19s Normal Scheduled Pod/soci-sample-deployment-6fcdf78d68-9zrfn Successfully assigned default/soci-sample-deployment-6fcdf78d68-9zrfn to ip-192-168-9-209.us-east-2.compute.internal
19s Normal Pulling Pod/soci-sample-deployment-6fcdf78d68-9zrfn Pulling image "public.ecr.aws/soci-workshop-examples/tensorflow_gpu:latest"
19s Normal SuccessfulCreate ReplicaSet/soci-sample-deployment-6fcdf78d68 Created pod: soci-sample-deployment-6fcdf78d68-9zrfn
19s Normal ScalingReplicaSet Deployment/soci-sample-deployment Scaled up replica set soci-sample-deployment-6fcdf78d68 to 1
14s Normal Pulled Pod/soci-sample-deployment-6fcdf78d68-9zrfn Successfully pulled image "public.ecr.aws/soci-workshop-examples/tensorflow_gpu:latest" in 4.688039789s (4.688054981s including waiting)

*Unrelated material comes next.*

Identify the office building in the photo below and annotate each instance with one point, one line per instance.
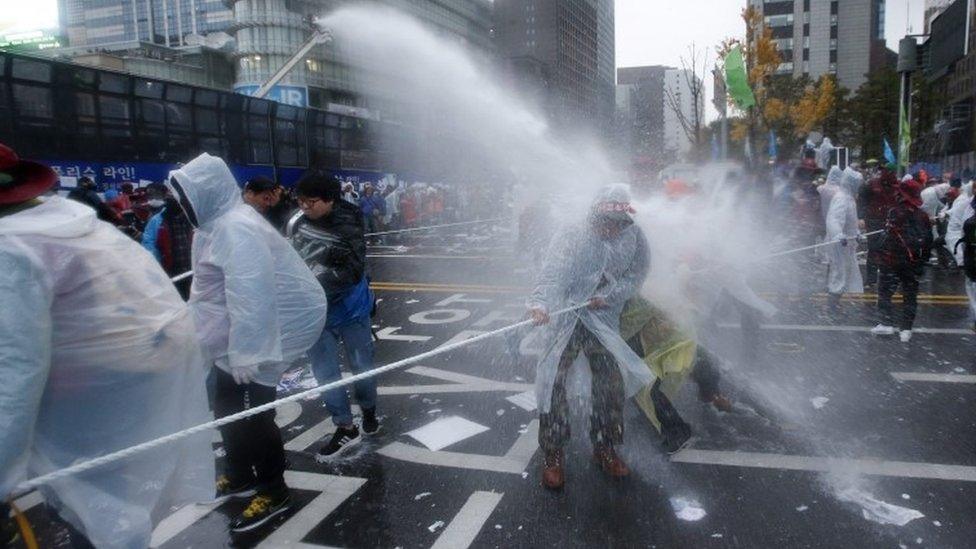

14s Normal Created Pod/soci-sample-deployment-6fcdf78d68-9zrfn Created container soci-container
14s Normal Started Pod/soci-sample-deployment-6fcdf78d68-9zrfn Started container soci-container
If we didn't use SOCI, it would take ~71 seconds.
Events:
Type Reason Age From Message
---- ------ ---- ---- -------
Normal Scheduled 83s default-scheduler Successfully assigned default/soci-sample-deployment-6fcdf78d68-kjw62 to ip-192-168-0-107.us-east-2.compute.internal
Normal Pulling 82s kubelet Pulling image "public.ecr.aws/soci-workshop-examples/tensorflow_gpu:latest"
Normal Pulled 13s kubelet Successfully pulled image "public.ecr.aws/soci-workshop-examples/tensorflow_gpu:latest" in 1m9.208824967s (1m9.208841495s including waiting)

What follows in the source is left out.